RIFORMA GIUSTIZIA La Lega organizza con i Radicali la raccolta firme per il referendum. Meloni approva. Emma Bonino:

Continuano ad arrivare le reazioni della politica dopo le dichiarazioni di Matteo Salvini di avviare una raccolta firme insieme ai Radicali per un referendum che solleciti la riforma della Giustizia. Ospite di Bruno Vespa a "Porta a Porta", il leader della Lega pochi giorni fa aveva annunciato: "Questo Parlamento con Pd e 5Stelle non farà mai una riforma della giustizia. Per questo stiamo organizzando con il Partito Radicale una raccolta di firme per alcuni quesiti referendari. Raccoglieremo le 500mila firme necessarie con i radicali per una serie di quesiti sulla giustizia, sulla responsabilità penale dei giudici, perché qualunque lavoratore che sbaglia paga, e poi separazione delle carriere e abolizione della Severino". Diverse le dichiarazioni di assenso pervenute a Salvini per l'iniziativa, a partire dalle parole di Giorgia Meloni: "Il referendum Lega-Radicali per sollecitare la riforma della giustizia mi sembra una iniziativa interessante. La giustizia non può essere un tema che può essere rimandato, né che può essere affrontato sul piano ideologico o come uno scontro tra la politica e la magistratura. Vedo piuttosto che la parte sana della politica e la parte sana della magistratura, che sono maggioritarie, si devono prendere per mano e vedere come si fa ad impedire che ci sia un sistema che non riesce spesso a dare risposte, sul tema della certezza del diritto, della certezza della pena, con tutto ciò che comporta anche sul piano degli investimenti".

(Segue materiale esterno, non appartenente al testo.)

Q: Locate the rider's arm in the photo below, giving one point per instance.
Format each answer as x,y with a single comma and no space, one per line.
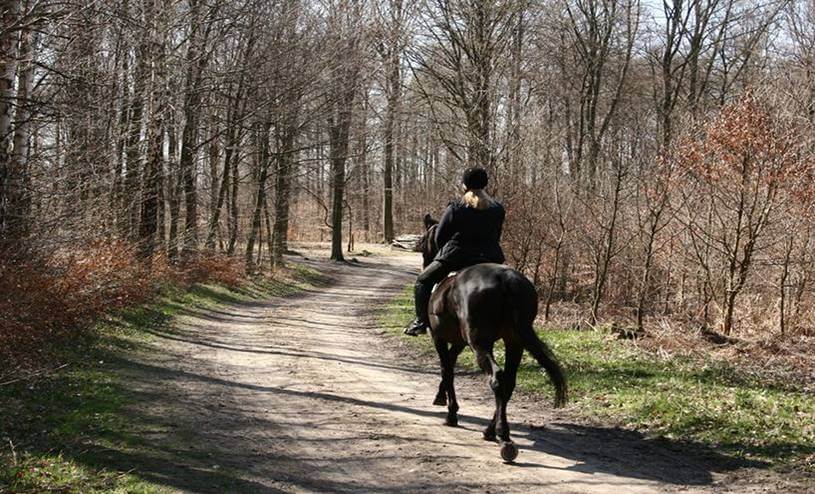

Sicuramente le parole di approvazione che sorprendono più di altre, per la posizione politica diametralmente opposta a quella della Lega, sono quelle che arrivano da una delle figure più importanti del radicalismo liberale italiano, Emma Bonino, che di fronte al dichiarato proposito di Salvini di sottoscrivere i referendum Radicali, ha dichiarato compiaciuta all'Adnkronos: "Bene bene. Io non posso non rallegrarmi quando le persone e/o gli avversari, cambiando idea, si avvicinano alle posizioni che io sostengo da più di 30 anni. Sono felice per la decisione, non conosco evidentemente i quesiti che verranno proposti, ma se la Lega intende appoggiare la riforma della giustizia, nel senso che noi indichiamo da decenni, non posso che essere soddisfatta. Poi, il motivo Salvini per il quale abbia deciso di farlo, non sta a me analizzarlo, né mi interessa troppo. Sono soddisfatta come quando Salvini è diventato europeista. L'intervento che ha fatto al Senato, davanti a Mario Draghi, in occasione della presentazione del Pnrr, aveva un afflato europeista che avrei potuto scriverlo io. Sono stata contenta, poi spetta a lui valutare e gestire le sue eventuali contraddizioni".